Suppose, on the contrary, that there is a family $\{X_\alpha:\alpha<\lambda\}\subseteq\wp(\kappa)\setminus\Bbb I$ such that $X_\alpha\cap X_\beta\in\Bbb I$ whenever $\alpha<\beta<\lambda$. Suppose first that $\lambda<\kappa$. Let $I=\bigcup\{X_\alpha\cap X_\beta:\alpha<\beta<\lambda\}$; $I$ is the union of $\lambda$ elements of $\Bbb I$, so $I\in\Bbb I$. For $\alpha<\lambda$ let $Y_\alpha=X_\alpha\setminus I$; clearly $Y_\alpha\notin\Bbb I$, and $Y_\alpha\cap Y_\beta=0$ if $\alpha<\beta<\lambda$. By hypothesis no such family $\{Y_\alpha:\alpha<\lambda\}$ exists, so we must have $\lambda=\kappa$.
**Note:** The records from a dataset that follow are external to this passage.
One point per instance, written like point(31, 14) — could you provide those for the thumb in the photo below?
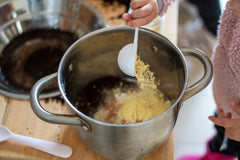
point(235, 106)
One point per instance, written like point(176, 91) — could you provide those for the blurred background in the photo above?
point(193, 128)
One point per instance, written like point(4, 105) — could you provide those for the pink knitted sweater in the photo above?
point(226, 62)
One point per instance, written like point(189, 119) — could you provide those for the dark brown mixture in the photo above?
point(33, 55)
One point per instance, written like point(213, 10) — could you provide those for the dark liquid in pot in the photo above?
point(94, 95)
point(33, 55)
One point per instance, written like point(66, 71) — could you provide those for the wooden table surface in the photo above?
point(18, 116)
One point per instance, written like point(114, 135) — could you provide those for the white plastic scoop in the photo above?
point(127, 56)
point(53, 148)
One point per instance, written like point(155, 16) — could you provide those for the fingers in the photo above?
point(139, 22)
point(135, 4)
point(143, 12)
point(127, 17)
point(235, 106)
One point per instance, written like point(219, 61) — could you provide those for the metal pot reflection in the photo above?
point(52, 26)
point(94, 56)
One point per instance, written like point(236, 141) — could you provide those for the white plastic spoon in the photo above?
point(53, 148)
point(127, 56)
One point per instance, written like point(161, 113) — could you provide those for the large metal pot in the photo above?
point(21, 16)
point(94, 56)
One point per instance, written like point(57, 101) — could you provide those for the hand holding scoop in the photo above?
point(127, 56)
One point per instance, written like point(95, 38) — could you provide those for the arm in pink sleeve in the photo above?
point(163, 6)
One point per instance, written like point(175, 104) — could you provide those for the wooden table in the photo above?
point(18, 116)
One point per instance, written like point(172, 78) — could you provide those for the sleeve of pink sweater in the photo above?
point(163, 6)
point(226, 62)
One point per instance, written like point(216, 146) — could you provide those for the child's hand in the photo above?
point(232, 126)
point(143, 12)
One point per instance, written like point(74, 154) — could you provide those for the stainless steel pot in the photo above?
point(20, 16)
point(95, 56)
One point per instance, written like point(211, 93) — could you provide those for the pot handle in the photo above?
point(208, 72)
point(52, 117)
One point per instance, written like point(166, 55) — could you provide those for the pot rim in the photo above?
point(80, 114)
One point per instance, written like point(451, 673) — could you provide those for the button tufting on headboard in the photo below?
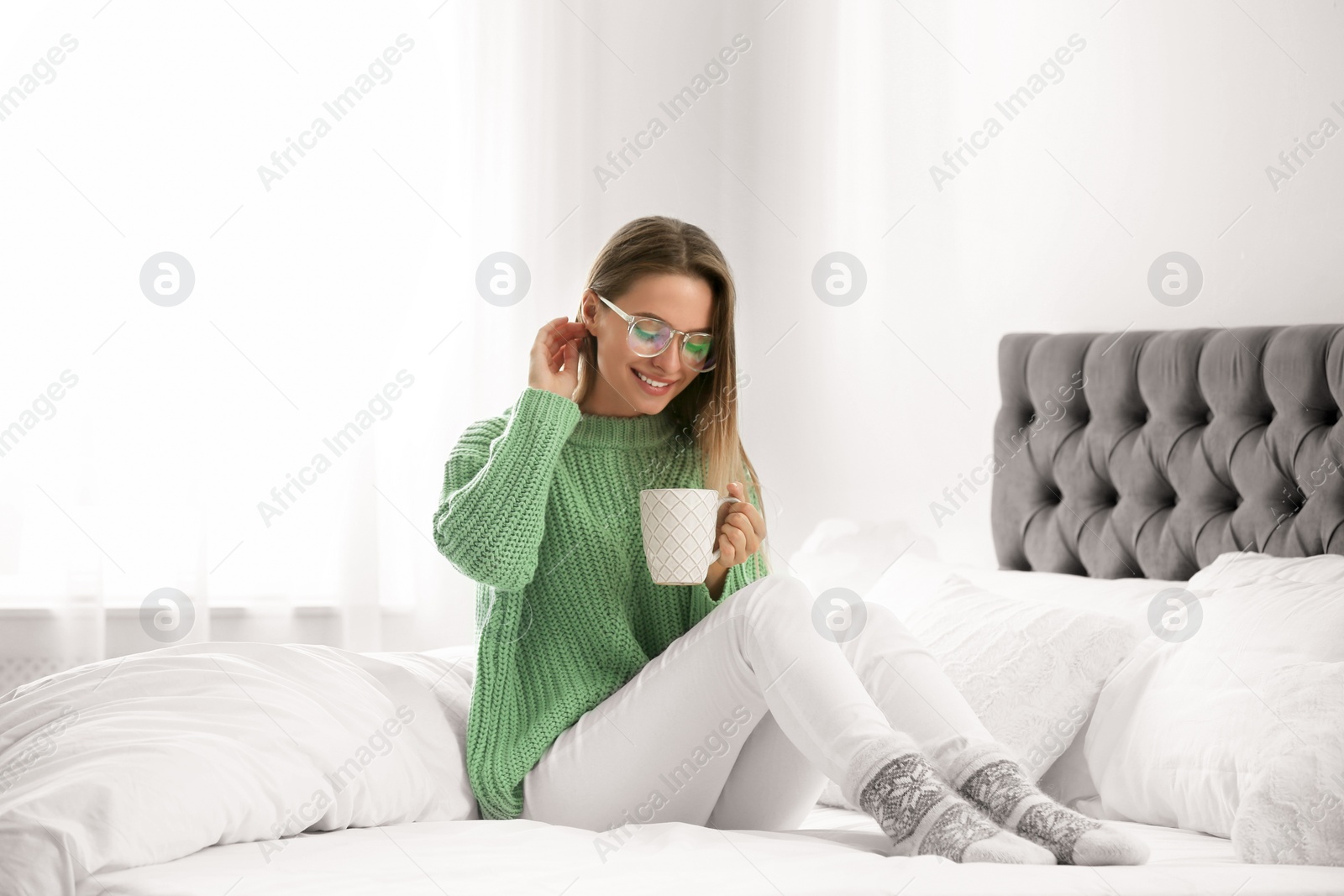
point(1109, 463)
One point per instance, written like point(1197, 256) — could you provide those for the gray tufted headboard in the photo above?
point(1151, 453)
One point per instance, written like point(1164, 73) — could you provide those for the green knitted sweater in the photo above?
point(541, 508)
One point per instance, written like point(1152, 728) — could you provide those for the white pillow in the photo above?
point(1030, 669)
point(1242, 567)
point(853, 553)
point(152, 757)
point(1189, 731)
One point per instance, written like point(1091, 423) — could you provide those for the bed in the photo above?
point(1160, 501)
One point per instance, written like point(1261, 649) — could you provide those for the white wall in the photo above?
point(360, 261)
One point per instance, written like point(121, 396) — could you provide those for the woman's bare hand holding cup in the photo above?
point(554, 363)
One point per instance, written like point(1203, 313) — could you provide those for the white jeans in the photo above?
point(743, 719)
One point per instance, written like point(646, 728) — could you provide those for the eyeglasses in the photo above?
point(648, 338)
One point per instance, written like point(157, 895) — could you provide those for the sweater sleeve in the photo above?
point(739, 577)
point(492, 510)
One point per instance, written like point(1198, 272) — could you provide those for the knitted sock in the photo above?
point(994, 782)
point(925, 817)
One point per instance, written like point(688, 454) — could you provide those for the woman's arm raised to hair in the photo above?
point(492, 510)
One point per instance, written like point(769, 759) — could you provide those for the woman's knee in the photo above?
point(774, 594)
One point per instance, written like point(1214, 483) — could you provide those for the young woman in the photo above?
point(605, 700)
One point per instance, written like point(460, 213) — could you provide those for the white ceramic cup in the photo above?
point(679, 532)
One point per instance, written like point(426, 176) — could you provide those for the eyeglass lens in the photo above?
point(649, 338)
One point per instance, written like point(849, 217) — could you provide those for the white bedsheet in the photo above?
point(837, 852)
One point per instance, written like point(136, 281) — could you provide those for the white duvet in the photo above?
point(152, 757)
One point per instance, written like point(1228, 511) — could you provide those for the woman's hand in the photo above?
point(554, 363)
point(741, 532)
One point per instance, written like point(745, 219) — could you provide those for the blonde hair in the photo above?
point(706, 411)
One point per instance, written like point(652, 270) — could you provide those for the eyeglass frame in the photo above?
point(629, 320)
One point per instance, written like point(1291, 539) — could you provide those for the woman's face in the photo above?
point(685, 302)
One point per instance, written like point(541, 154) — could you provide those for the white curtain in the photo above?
point(349, 277)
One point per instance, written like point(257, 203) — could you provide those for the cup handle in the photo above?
point(717, 553)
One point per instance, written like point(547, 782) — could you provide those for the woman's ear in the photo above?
point(588, 311)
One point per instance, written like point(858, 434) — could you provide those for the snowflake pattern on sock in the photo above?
point(904, 792)
point(956, 829)
point(999, 788)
For this case we need a slightly more sophisticated version of the same basic idea. For each $\alpha<\kappa$ let $Y_\alpha=X_\alpha\setminus\bigcup\{X_\alpha\cap X_\beta:\beta<\alpha\}\;;$ $|\alpha|<\kappa$, so $\bigcup\{X_\alpha\cap X_\beta:\beta<\alpha\}\in\Bbb I$, and therefore $Y_\alpha\notin\Bbb I$. But clearly $Y_\alpha\cap Y_\beta=0$ if $\alpha<\beta<\kappa$, since $Y_\alpha\cap Y_\beta\subseteq X_\alpha\cap \left(X_\beta\setminus\big(X_\beta\cap X_\alpha\big)\right)$, and again we contradict the hypothesis that no such family exists. This complete the proof.
Note that I could actually have done it in a single case using the more sophisticated version even when $\lambda<\kappa$; I just thought that it would be a little clearer if I started with the simple version of the idea.